Walk into any major brand’s retail outlet, small and medium retail store, a high-end hotel or a small wayside restaurant today and you would not be surprised if they cater for a card payment system for payment for goods and services rendered. The advent of the payment card industry (PCI) denoted by debit, credit, prepaid, e-purse, ATM, POS cards and associated businesses, is bound by the Payment Card Industry Data Security Standards (PCI DSS). The lack of education and awareness around payment security systems and poor implementation and maintenance of PCI standards leads to security breaches and card holder data continue to be a target for criminals.
While new versions of the PCI DSS are introduced, these are done after a feedback from the industry regarding methods to improve the payment security, global applicability as well as cost and benefit of any changes in infrastructure. Changes in PCI Standards framework reflect the growing maturity of the payment security industry and its strength in protecting card holder data. Even as the version 3 of PCI DSS introduces changes than its previous versions, the core 12 security areas remain the same.

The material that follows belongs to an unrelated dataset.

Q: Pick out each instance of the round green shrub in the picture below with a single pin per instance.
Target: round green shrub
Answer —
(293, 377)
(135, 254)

Nevertheless, in a business environment that provides cyber attackers number of loopholes, enterprises are challenged to ensure protection of card holder data.

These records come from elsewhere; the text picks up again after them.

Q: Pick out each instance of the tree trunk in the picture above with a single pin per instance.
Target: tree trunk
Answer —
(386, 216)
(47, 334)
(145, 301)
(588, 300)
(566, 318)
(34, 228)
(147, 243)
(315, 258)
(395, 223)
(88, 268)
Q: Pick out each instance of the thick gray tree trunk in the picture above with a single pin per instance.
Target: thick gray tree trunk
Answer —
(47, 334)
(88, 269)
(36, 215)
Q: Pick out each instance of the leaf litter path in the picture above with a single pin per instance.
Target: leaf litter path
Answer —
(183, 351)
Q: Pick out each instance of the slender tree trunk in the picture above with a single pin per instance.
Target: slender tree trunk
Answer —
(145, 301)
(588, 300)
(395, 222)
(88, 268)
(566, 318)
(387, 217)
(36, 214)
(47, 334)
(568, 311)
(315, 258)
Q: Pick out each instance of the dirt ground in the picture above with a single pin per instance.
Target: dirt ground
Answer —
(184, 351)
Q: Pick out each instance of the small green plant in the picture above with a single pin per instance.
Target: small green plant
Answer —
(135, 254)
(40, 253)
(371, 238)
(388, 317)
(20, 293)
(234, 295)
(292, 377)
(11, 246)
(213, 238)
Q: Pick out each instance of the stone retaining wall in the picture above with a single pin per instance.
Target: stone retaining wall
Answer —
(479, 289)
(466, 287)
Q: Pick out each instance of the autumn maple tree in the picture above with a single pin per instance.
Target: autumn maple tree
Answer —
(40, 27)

Since the PCI DSS applies to all stakeholders involved in payment card processing, PCI-DSS compliance management is a sensitive affair. Across industries, inconsistent encryption and malicious hackers accessing the credit card data resulted in huge financial losses and brand-image exposure! Though enterprises were compliant to Sarbanes-Oxley and HIPAA Act, their controls were not adequate to meet the PCI DSS requirements. Enterprises therefore took advantage of automated processes for monitoring of security vulnerabilities, mapping security controls and initiating re-mediation actions to help business enterprises meet compliance requirements.
However, even as PCI DSS 3.0 moves towards its implementation stages, not all merchants are completely aware of the three critical changes and their need in the payment card processing system. The version 3 of the security standards includes changes from the previous version which are nothing but simple clarifications on the scope and segmentation, responsibilities of merchants and service providers. While this will greatly impact the merchants, this will also prevent tampering and skimming at any point of sale. Even as enterprises conduct vulnerability scans on handful of credit cards and debit cards, as per the version 3 of PCI DSS, compliance is required across all systems that handle card data, unrelated systems connected to the same network as well as authentication servers, firewalls and web redirection servers.
Further, even as PCI encourages network segmentation through the use of firewalls, the new version 3 expects enterprises to make use of network penetration tests that will help validate the segmentation methods as operational and effective by July 2015. After the aftermath of target point-of-sale breach, the PCI DSS version 3 requires both merchants and service providers to formally document the responsibility of PCI requirements. Moreover with rising cases of tampering with physical-point-of-sales devices, the new PCI requirement (9.9) calls for an inventory of devices and regular inspections to detect tampering. Hence, effective the January 2015 deadline, merchants need to understand the scope and segmentation required for PCI DSS compliance and work with service providers to define responsibilities and potentially alter contracts, and implement controls for preventing tampering and skimming of the point-of-sale devices. The January 2015 deadline for assessing version 3.0 is around the corner although some of these requirements do not go into effect until July 2015. The PCI DSS requirements will be validated during the first SAQ or QSA assessment in 2015. It is best to start addressing the necessary changes immediately.
In summary, in PCI DSS v3.0 three critical changes include the scope definition and segmentation, service providers’ responsibilities and the need to alter contracts, and controls to be implemented for preventing tampering and skimming at the point-of-sale devices.